Riforma cooperazione: una sfida per l’Italia

 

di Lorenzo Bagnoli

tratto da Redattore Sociale del 27/01/2014

Giangi Milesi, presidente di Cesvi, sospende il giudizio sul ddl cooperazione. C’è un punto su cui si gioca la partita: il funzionamento della nuova Agenzia della cooperazione allo sviluppo. “C’è nella gran parte dei Paesi con cui collaboriamo, in sé la notizia è positiva ma bisogna vedere come funzionerà”, spiega. Il tema caldo, in particolare, riguarda i finanziamenti: le agenzie estere, nel caso in cui ci sia l’interesse di un partner privato ad un progetto, quasi in automatico aiutano a coprire la cifra per farlo partire. In Italia non è mai successo: le lungaggini burocratiche hanno spesso inchiodato missioni umanitarie tra i corridoi della Farnesina e del Ministero delle Finanze, i due ministeri a cui presentare le richieste di finanziamento per progetti di cooperazione internazionale. L’Agenzia e il Comitato interministeriale per la cooperazione allo sviluppo dovrebbero contribuire a rendere più fluido il processo per allineare l’Italia agli standard con cui si muovono i Paesi esteri in materia di cooperazione.

Per quanto la situazione economica, secondo Milesi, è destinata a rimanere la stessa, qualche segnale di cambiamento si vede. Ad esempio, il cambio di nome del ministero, da solo Affari esteri ad Affari esteri e cooperazione internazionale. “Questo significa che la cooperazione è tornata centrale? – si chiede Milesi – Se fosse così è ovvio che ci saranno fondi, perché la cooperazione avrà di nuovo riconosciuto il suo ruolo”.

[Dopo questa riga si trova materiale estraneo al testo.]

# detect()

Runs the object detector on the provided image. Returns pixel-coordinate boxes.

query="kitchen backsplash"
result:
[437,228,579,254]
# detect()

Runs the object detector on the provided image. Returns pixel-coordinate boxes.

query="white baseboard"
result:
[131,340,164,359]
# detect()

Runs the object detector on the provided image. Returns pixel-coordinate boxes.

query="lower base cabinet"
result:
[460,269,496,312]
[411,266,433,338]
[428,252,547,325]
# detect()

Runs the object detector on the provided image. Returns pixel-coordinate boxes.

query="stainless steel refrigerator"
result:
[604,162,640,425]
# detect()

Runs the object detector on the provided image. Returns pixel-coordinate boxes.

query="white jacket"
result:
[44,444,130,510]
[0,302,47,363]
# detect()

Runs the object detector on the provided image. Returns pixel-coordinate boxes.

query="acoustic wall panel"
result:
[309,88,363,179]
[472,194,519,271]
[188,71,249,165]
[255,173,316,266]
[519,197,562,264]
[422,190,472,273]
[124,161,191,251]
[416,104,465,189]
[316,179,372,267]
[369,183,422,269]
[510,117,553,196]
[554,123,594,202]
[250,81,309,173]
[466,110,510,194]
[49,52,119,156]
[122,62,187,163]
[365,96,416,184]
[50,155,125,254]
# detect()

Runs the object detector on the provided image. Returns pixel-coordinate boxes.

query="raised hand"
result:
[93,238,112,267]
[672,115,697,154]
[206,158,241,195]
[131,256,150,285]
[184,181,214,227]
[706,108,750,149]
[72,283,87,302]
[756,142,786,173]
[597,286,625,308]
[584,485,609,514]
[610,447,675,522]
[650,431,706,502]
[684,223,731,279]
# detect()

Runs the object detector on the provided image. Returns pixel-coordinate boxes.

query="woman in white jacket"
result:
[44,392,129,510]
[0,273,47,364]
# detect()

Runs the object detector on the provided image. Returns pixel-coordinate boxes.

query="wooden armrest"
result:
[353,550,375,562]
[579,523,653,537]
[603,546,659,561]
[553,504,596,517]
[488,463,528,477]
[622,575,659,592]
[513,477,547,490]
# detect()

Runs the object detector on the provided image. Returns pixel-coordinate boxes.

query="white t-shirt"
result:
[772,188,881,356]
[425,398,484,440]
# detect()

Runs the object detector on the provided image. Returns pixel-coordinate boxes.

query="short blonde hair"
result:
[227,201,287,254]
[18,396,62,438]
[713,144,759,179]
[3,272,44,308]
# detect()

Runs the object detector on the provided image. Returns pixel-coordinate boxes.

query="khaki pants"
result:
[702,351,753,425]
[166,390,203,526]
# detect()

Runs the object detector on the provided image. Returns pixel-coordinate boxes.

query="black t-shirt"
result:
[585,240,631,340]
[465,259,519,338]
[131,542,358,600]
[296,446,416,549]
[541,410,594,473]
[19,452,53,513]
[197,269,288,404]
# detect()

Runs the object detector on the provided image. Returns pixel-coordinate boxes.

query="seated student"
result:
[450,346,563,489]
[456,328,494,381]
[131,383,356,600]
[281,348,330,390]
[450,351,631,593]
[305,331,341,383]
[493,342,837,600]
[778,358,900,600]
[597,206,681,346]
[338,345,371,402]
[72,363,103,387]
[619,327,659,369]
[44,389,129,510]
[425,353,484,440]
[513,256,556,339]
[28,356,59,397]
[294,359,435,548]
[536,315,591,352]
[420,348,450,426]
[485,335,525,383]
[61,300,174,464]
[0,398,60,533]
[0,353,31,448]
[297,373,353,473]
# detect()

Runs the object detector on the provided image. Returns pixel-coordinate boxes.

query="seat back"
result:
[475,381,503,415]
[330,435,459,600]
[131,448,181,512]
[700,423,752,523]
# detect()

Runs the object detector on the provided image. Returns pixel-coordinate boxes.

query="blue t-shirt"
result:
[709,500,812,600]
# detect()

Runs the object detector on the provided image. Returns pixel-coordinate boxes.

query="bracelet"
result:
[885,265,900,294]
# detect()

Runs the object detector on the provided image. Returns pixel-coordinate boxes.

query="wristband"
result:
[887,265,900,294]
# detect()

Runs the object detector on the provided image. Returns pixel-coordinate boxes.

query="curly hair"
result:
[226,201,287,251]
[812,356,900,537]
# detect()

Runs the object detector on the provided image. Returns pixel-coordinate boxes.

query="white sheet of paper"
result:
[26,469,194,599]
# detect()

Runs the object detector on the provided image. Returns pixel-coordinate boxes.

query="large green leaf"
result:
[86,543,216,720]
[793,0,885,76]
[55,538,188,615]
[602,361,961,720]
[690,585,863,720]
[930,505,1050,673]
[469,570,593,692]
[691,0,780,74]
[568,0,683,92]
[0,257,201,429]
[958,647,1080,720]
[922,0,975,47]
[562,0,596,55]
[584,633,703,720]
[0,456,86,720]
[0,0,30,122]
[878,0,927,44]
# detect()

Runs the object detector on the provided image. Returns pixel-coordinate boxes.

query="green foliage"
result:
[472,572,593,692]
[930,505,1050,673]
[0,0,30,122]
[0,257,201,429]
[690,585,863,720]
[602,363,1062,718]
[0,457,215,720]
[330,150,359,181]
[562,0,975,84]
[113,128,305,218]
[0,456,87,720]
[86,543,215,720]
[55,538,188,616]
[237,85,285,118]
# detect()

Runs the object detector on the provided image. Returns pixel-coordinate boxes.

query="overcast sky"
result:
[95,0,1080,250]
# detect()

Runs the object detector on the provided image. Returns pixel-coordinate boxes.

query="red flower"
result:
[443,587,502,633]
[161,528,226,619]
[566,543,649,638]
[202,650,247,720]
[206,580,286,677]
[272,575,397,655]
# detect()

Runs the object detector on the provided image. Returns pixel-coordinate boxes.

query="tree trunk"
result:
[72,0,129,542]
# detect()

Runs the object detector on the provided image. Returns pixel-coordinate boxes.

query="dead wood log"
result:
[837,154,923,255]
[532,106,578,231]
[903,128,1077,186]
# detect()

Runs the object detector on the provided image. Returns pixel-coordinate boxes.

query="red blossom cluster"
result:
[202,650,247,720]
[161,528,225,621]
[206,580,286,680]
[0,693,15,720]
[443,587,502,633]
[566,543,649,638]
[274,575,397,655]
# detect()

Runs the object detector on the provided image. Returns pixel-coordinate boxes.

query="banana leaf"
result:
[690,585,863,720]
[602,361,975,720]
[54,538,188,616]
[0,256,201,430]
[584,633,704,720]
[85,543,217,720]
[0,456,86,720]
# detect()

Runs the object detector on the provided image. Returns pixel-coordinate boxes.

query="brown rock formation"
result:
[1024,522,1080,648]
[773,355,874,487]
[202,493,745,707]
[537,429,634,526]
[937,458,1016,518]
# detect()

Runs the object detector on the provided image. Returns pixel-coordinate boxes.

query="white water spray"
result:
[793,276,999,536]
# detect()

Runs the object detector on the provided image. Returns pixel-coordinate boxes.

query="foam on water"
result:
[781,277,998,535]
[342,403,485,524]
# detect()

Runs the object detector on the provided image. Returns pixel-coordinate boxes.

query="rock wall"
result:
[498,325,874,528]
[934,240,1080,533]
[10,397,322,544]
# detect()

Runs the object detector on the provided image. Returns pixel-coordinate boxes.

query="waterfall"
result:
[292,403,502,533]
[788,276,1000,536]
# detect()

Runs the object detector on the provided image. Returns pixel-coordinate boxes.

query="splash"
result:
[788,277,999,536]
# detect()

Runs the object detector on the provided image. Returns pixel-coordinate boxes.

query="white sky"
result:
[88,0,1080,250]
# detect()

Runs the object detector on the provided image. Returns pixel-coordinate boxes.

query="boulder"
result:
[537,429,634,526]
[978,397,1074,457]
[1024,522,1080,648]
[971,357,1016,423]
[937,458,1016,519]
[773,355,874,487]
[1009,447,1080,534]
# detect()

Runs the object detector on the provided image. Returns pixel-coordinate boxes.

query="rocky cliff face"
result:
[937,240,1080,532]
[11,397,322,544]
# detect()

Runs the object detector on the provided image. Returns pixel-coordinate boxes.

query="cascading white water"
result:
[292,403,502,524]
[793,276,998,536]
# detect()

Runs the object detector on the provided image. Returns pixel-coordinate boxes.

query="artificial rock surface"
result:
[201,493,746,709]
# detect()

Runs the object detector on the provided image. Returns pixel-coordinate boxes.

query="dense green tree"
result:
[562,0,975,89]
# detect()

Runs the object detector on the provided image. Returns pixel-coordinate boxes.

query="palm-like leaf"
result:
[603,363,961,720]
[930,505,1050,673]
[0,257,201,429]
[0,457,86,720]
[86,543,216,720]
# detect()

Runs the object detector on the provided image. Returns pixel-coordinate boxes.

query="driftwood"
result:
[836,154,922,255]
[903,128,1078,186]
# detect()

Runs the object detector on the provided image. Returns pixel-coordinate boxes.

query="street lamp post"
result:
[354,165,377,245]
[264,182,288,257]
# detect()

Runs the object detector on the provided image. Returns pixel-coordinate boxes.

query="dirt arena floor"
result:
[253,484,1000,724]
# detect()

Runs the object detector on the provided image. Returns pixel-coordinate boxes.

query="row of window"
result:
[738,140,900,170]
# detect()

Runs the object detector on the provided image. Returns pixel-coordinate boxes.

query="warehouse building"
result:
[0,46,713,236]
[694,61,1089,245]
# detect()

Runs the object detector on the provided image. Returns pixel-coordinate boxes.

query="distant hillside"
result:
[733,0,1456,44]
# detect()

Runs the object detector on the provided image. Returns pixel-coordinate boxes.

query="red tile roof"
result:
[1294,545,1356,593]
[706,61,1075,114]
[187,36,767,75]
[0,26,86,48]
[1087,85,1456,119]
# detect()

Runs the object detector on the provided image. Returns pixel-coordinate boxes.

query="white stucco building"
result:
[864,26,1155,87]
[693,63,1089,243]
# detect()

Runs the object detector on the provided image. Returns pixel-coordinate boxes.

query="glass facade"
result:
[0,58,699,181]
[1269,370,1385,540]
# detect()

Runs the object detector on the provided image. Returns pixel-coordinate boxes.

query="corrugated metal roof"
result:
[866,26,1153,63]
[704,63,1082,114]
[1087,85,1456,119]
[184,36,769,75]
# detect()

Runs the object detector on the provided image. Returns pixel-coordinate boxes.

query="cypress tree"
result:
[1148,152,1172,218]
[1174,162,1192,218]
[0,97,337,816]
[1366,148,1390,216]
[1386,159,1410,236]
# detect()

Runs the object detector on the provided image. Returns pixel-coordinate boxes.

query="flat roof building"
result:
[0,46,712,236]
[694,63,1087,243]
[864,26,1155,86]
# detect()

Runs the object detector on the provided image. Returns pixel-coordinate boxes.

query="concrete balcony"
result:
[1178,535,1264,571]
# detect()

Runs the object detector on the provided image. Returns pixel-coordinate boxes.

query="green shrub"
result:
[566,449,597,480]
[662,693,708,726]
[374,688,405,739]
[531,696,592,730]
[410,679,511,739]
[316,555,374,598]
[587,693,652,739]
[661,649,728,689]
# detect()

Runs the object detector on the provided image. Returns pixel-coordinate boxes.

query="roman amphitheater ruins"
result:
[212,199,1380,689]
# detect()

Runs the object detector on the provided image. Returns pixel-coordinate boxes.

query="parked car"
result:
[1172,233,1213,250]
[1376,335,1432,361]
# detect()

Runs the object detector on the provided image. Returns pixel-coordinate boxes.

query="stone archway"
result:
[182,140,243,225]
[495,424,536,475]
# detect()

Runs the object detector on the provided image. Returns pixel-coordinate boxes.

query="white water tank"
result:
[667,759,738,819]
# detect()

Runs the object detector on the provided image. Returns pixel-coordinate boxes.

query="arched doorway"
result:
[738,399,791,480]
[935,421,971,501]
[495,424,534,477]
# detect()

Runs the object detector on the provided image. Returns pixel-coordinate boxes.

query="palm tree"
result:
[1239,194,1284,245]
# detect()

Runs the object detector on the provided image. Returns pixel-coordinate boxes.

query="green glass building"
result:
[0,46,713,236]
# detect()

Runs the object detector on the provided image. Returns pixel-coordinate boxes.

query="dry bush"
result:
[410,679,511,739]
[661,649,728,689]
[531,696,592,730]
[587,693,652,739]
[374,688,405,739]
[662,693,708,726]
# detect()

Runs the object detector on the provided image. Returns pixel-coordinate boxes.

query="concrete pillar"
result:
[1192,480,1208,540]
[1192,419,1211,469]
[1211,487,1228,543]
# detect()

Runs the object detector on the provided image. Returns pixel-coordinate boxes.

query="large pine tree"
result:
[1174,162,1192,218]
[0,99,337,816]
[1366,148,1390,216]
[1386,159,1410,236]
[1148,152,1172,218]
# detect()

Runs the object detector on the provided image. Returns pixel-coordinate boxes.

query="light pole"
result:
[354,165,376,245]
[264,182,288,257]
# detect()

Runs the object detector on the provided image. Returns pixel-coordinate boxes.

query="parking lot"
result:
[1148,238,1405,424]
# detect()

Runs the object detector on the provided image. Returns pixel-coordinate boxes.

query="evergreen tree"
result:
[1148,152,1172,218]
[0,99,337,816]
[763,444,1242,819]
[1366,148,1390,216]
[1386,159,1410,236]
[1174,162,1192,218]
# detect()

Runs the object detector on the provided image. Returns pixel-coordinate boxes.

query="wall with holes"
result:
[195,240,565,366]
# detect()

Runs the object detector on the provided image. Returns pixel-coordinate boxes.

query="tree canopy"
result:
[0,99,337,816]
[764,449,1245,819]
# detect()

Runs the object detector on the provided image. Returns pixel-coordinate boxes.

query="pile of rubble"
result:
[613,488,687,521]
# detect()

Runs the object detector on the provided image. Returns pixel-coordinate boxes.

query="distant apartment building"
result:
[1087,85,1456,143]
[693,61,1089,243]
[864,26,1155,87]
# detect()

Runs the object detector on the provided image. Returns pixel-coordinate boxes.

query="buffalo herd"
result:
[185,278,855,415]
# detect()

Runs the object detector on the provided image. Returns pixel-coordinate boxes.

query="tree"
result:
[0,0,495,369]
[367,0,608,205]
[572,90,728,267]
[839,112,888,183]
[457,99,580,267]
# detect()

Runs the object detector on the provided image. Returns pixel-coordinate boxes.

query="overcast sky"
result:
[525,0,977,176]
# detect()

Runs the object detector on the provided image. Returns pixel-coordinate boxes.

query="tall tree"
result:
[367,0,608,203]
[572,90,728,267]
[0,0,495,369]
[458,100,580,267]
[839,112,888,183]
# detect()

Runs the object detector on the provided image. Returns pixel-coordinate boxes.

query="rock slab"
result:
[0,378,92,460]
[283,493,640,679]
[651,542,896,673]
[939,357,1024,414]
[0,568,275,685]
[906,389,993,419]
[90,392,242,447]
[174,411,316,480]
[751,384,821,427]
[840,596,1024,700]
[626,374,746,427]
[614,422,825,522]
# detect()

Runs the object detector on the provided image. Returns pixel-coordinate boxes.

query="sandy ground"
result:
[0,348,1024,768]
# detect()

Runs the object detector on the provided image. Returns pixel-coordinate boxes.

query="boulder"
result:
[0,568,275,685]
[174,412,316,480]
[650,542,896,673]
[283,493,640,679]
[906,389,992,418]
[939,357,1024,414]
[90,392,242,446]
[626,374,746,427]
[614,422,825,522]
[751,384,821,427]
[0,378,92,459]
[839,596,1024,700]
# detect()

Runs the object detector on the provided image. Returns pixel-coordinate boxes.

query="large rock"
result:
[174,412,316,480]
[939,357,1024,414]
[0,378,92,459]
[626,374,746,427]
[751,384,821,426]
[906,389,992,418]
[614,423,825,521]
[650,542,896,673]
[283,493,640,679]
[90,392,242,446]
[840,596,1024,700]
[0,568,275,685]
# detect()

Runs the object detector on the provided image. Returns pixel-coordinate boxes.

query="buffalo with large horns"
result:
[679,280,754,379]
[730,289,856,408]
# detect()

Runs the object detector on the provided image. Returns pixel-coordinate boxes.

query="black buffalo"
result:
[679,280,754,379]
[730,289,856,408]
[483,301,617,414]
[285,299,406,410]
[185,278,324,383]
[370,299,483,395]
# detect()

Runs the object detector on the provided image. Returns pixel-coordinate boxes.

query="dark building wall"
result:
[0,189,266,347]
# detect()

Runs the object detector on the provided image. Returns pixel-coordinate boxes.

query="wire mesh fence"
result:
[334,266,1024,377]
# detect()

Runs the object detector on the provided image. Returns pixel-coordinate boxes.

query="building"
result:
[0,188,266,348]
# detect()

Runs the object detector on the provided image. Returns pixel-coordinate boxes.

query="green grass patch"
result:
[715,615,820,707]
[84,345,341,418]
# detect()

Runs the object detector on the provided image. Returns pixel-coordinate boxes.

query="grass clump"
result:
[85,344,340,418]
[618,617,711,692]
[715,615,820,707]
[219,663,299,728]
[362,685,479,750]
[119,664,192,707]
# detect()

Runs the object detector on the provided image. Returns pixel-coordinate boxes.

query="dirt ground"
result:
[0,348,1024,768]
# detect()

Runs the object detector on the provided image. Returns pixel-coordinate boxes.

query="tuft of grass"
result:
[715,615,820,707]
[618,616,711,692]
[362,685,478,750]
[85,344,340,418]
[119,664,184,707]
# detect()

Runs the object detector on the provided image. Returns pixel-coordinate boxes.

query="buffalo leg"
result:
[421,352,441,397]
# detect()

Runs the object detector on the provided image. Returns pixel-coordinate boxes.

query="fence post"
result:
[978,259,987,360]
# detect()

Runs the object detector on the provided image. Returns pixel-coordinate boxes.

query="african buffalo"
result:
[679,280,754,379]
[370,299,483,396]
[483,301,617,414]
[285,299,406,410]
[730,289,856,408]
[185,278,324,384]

Sterili le polemiche sul coinvolgimento del profit nella cooperazione. Il quadro del 2013 non ha nulla a che fare con quello del finire degli anni Ottanta, quando le multinazionali vedevano i Paesi del terzo mondo come terre di conquista, dove poter dettare legge. “Oggi quelle stesse aziende si stanno orientando alla responsabilità d’impresa. Non mi fa nessuna paura”.